JuliaORNL / JACC.jl

CPU/GPU parallel performance portable layer in Julia via functions as arguments
MIT License
21 stars 13 forks source link

Need more accurate threads per block #58

Open PhilipFackler opened 7 months ago

PhilipFackler commented 7 months ago

I hit a CUDA error about "too many resources" and discovered it's because my kernel required a lot of registers. I found the following answer helpful, but it uses the deprecated CUDAnative package. The maxthreads on cufunction takes the number of registers needed by the kernel into account.

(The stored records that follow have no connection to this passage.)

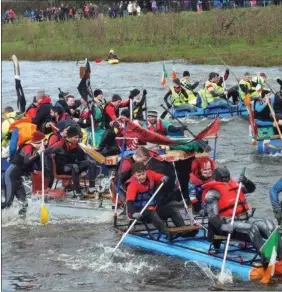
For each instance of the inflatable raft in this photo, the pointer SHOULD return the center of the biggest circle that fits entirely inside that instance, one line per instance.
(242, 260)
(113, 61)
(212, 112)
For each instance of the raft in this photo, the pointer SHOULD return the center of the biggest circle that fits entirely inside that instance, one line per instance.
(113, 61)
(269, 145)
(212, 112)
(242, 260)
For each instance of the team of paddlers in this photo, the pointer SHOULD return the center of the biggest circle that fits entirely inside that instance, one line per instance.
(57, 129)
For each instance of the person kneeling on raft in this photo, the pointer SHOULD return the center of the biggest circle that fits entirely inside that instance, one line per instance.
(140, 188)
(219, 196)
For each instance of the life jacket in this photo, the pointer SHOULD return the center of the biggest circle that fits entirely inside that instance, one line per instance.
(142, 198)
(251, 90)
(25, 128)
(228, 194)
(192, 99)
(107, 118)
(264, 115)
(206, 96)
(31, 111)
(177, 97)
(277, 105)
(158, 128)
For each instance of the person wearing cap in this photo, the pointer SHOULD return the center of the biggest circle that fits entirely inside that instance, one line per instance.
(212, 94)
(108, 145)
(32, 109)
(163, 127)
(140, 188)
(25, 160)
(178, 95)
(9, 116)
(111, 110)
(112, 55)
(43, 110)
(219, 196)
(259, 82)
(186, 83)
(138, 103)
(70, 159)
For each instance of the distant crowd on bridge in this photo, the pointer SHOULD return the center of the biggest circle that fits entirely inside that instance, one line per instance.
(127, 8)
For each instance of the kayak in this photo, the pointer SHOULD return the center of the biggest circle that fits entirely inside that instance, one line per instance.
(212, 112)
(269, 145)
(113, 61)
(242, 260)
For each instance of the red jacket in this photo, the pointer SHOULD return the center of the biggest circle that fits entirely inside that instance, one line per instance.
(135, 187)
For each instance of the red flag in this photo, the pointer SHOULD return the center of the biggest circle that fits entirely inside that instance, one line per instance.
(136, 131)
(211, 129)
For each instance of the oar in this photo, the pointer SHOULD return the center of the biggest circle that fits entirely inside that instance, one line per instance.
(134, 222)
(202, 143)
(44, 214)
(274, 118)
(221, 279)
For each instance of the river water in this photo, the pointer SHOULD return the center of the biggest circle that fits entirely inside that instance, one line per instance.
(71, 254)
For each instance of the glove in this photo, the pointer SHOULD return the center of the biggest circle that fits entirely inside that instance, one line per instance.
(137, 216)
(168, 105)
(242, 179)
(165, 179)
(227, 228)
(202, 213)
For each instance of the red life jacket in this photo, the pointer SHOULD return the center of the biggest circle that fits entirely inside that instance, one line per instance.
(228, 194)
(159, 128)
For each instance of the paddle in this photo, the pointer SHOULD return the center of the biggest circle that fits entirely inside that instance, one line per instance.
(202, 143)
(134, 222)
(44, 214)
(274, 118)
(221, 275)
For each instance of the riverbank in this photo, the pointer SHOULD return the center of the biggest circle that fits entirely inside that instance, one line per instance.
(249, 37)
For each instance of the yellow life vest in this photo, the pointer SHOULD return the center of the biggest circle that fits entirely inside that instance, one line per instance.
(177, 98)
(192, 99)
(206, 95)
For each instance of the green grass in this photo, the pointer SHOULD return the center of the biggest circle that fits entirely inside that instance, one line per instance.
(241, 37)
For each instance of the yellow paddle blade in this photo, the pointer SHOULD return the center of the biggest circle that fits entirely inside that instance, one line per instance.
(247, 100)
(44, 214)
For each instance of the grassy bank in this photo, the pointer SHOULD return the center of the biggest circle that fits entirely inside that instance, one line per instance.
(250, 36)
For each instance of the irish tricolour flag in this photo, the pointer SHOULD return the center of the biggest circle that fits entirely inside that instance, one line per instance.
(269, 249)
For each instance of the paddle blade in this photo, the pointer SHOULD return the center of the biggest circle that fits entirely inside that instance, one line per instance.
(44, 214)
(247, 100)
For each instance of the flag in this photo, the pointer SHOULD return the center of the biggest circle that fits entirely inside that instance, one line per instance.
(164, 76)
(84, 87)
(269, 250)
(174, 75)
(211, 129)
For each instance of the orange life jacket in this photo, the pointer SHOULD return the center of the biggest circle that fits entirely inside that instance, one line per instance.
(228, 194)
(25, 128)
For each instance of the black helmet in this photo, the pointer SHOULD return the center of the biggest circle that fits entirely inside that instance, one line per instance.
(221, 174)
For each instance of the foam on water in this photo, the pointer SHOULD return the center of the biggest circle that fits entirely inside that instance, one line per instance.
(98, 259)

Based on that example, here's what I came up with for JACC.parallel_for for single dimension:

function JACC.parallel_for(N::I, f::F, x...) where {I<:Integer,F<:Function}
  parallel_args = (f, x...)
  parallel_kargs = cudaconvert.(parallel_args)
  parallel_tt = Tuple{Core.Typeof.(parallel_kargs)...}
  parallel_kernel = cufunction(_parallel_for_cuda, parallel_tt)
  maxPossibleThreads = CUDA.maxthreads(parallel_kernel)
  threads = min(N, maxPossibleThreads)
  blocks = ceil(Int, N / threads)
  parallel_kernel(parallel_kargs...; threads=threads, blocks=blocks)
end

This works, although it probably needs more exploration.